LoMo: Local Modality Substitution for Deeper Vision-Language Fusion
This paper identifies a 'carrier sensitivity' problem in Vision-Language Models (VLMs), where replacing textual queries with rendered-image equivalents causes significant performance degradation due to asymmetric roles of text and images in training data. The authors propose Local Modality Substitution (LoMo), a data curation paradigm that reformulates single-modality prompts into interleaved multimodal sequences by dynamically rendering text spans as images, enforcing cross-modal representational invariance. Evaluated across 13 multimodal benchmarks, LoMo improves over standard supervised fine-tuning by 2.67 points on LLaVA-OneVision-1.5-8B and 2.82 points on Qwen3.5-9B. The approach is architecture-agnostic and lightweight, requiring no changes to model architecture.

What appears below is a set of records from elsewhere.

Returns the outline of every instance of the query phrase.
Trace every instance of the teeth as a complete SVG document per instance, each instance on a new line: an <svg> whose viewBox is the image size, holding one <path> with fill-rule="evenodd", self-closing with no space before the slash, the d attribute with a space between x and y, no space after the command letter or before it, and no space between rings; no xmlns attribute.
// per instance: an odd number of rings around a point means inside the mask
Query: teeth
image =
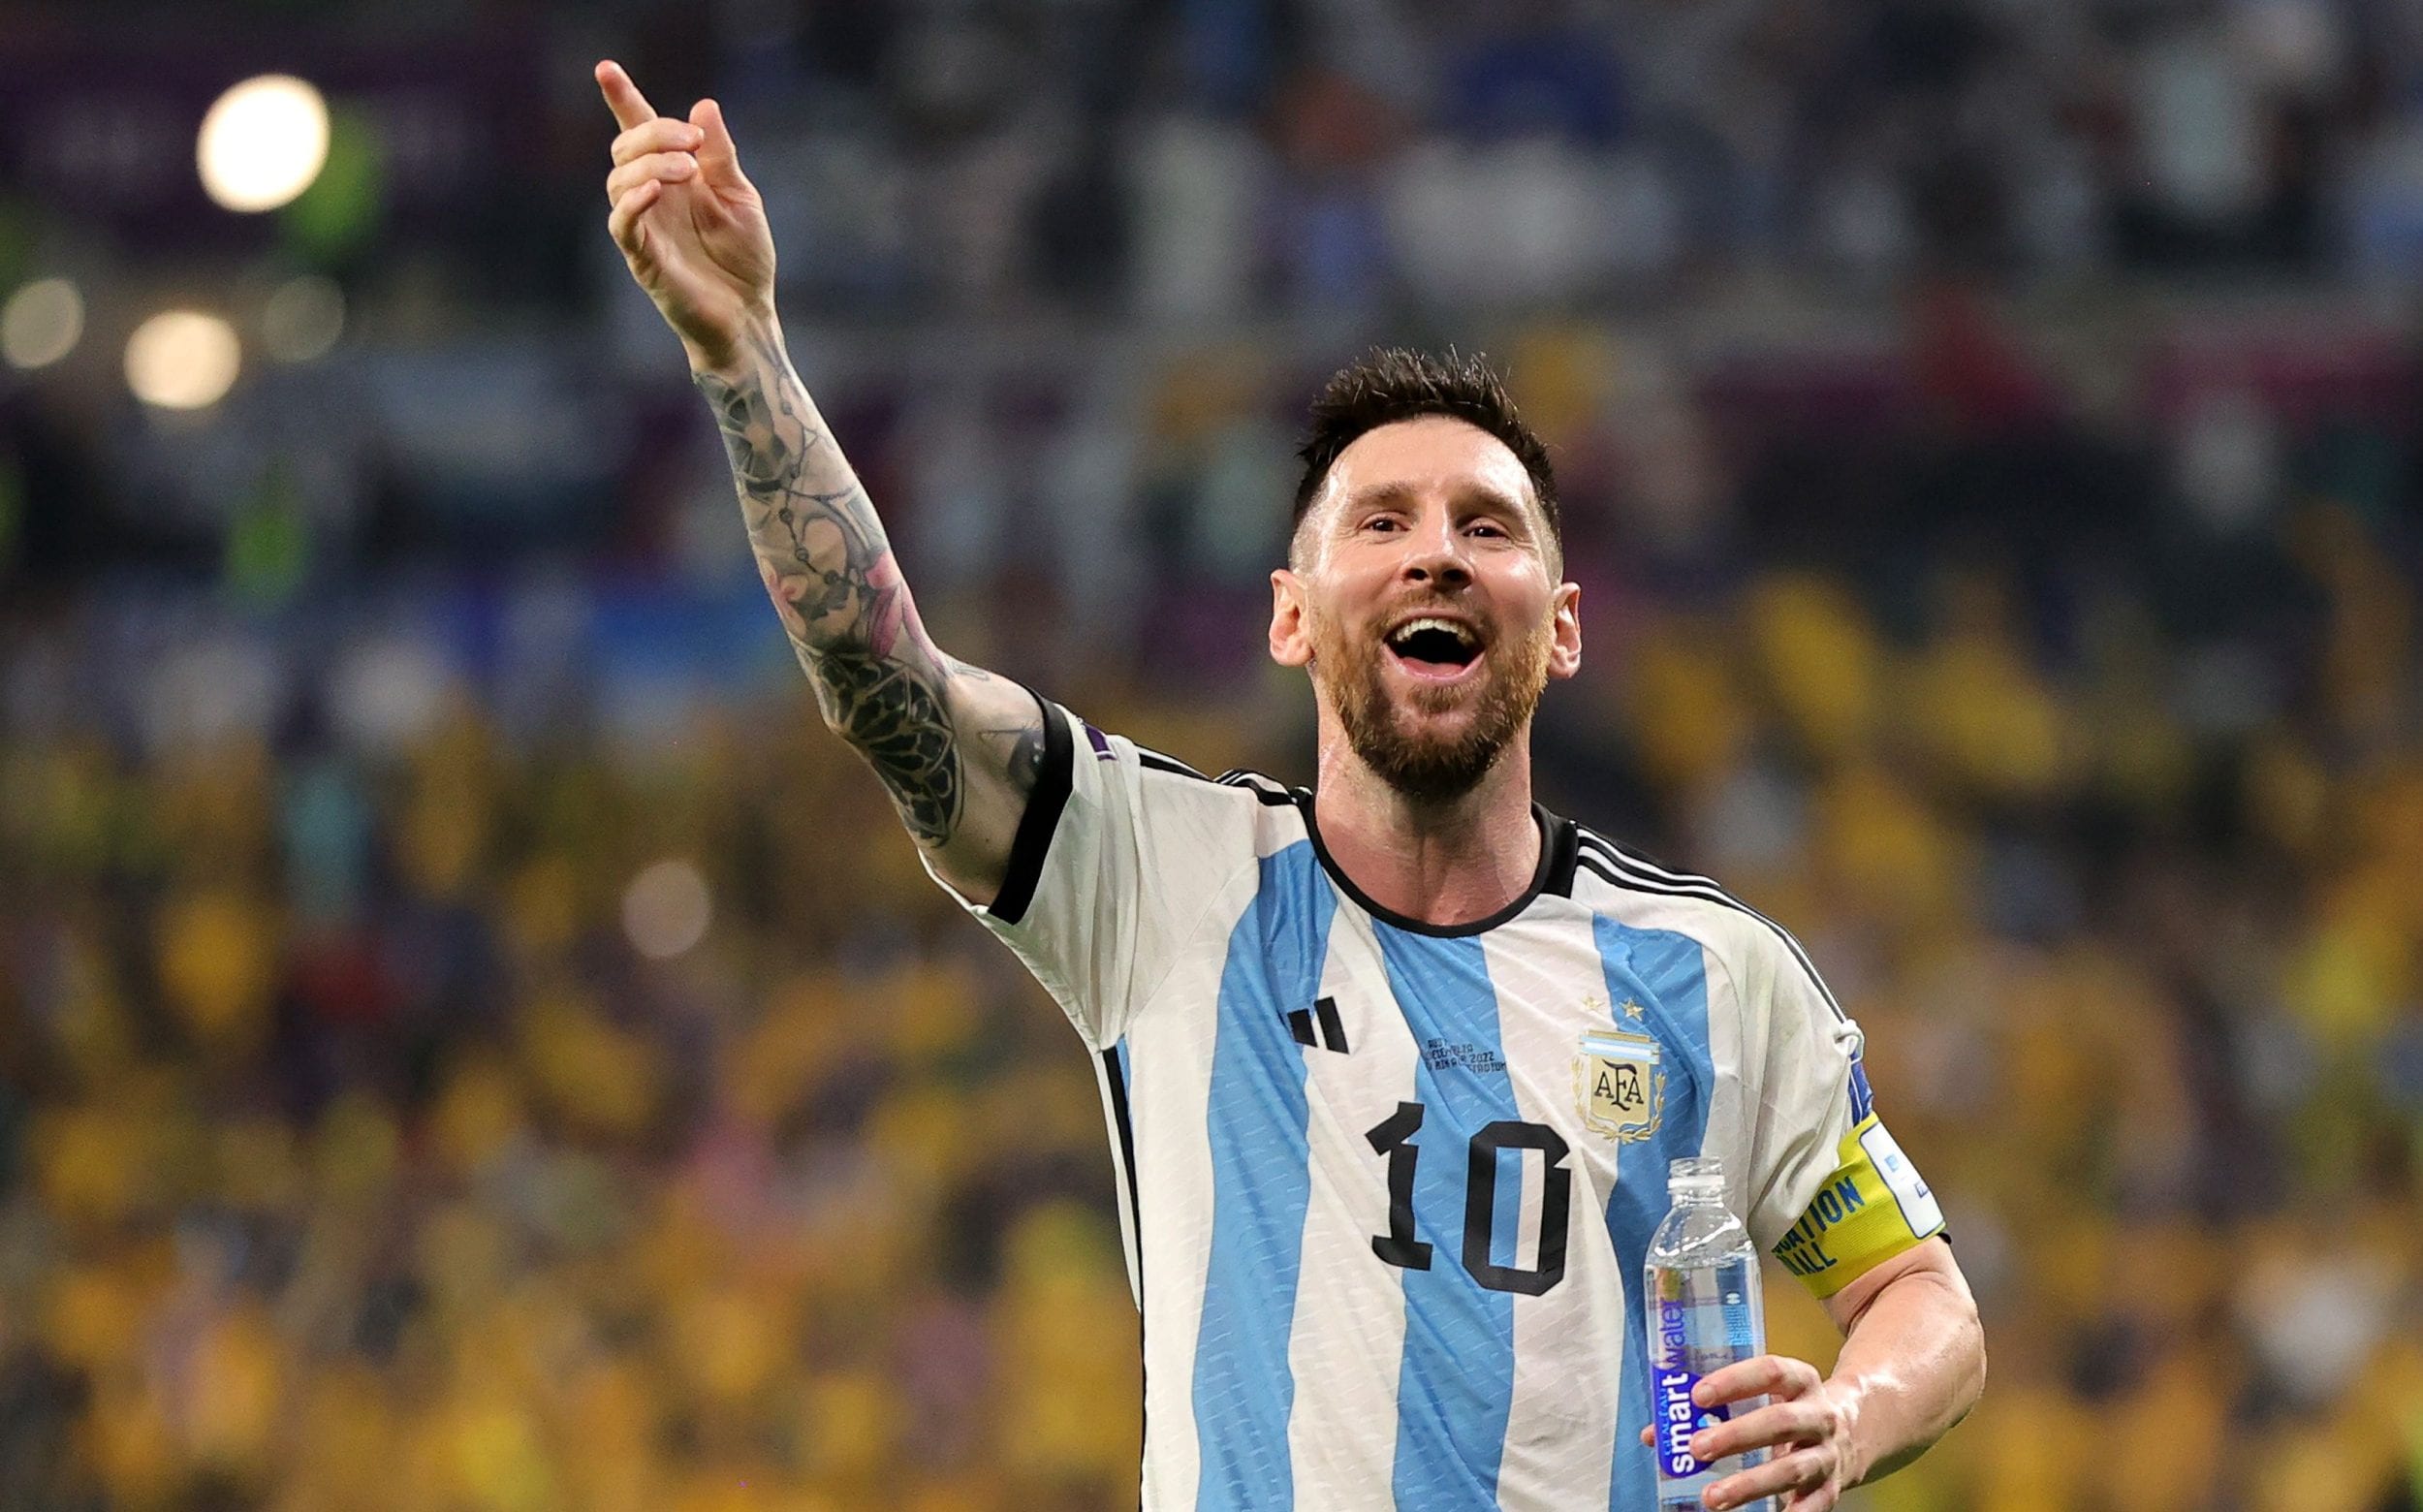
<svg viewBox="0 0 2423 1512"><path fill-rule="evenodd" d="M1466 630L1463 626L1457 624L1452 619L1437 619L1430 615L1424 615L1420 619L1406 620L1403 624L1397 627L1395 633L1389 636L1389 640L1401 641L1405 637L1412 635L1417 630L1444 630L1449 635L1456 638L1456 644L1458 646L1470 646L1472 644L1471 631Z"/></svg>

BayLing-Duplex: Native full-duplex speech dialogue using a single autoregressive LLM
Researchers introduce BayLing-Duplex, a speech language model that achieves native full-duplex interaction — simultaneous listening and speaking — using a single autoregressive LLM with no auxiliary VAD or turn-taking module. Built by fine-tuning GLM-4-Voice on 400K samples plus a lightweight DPO stage, it reaches 92% turn-taking success and 100% interruption success on InstructS2S-Eval, and improves speech-response quality substantially over Moshi. The approach adds only special tokens to the standard vocabulary, making it portable across LLM architectures without architectural changes.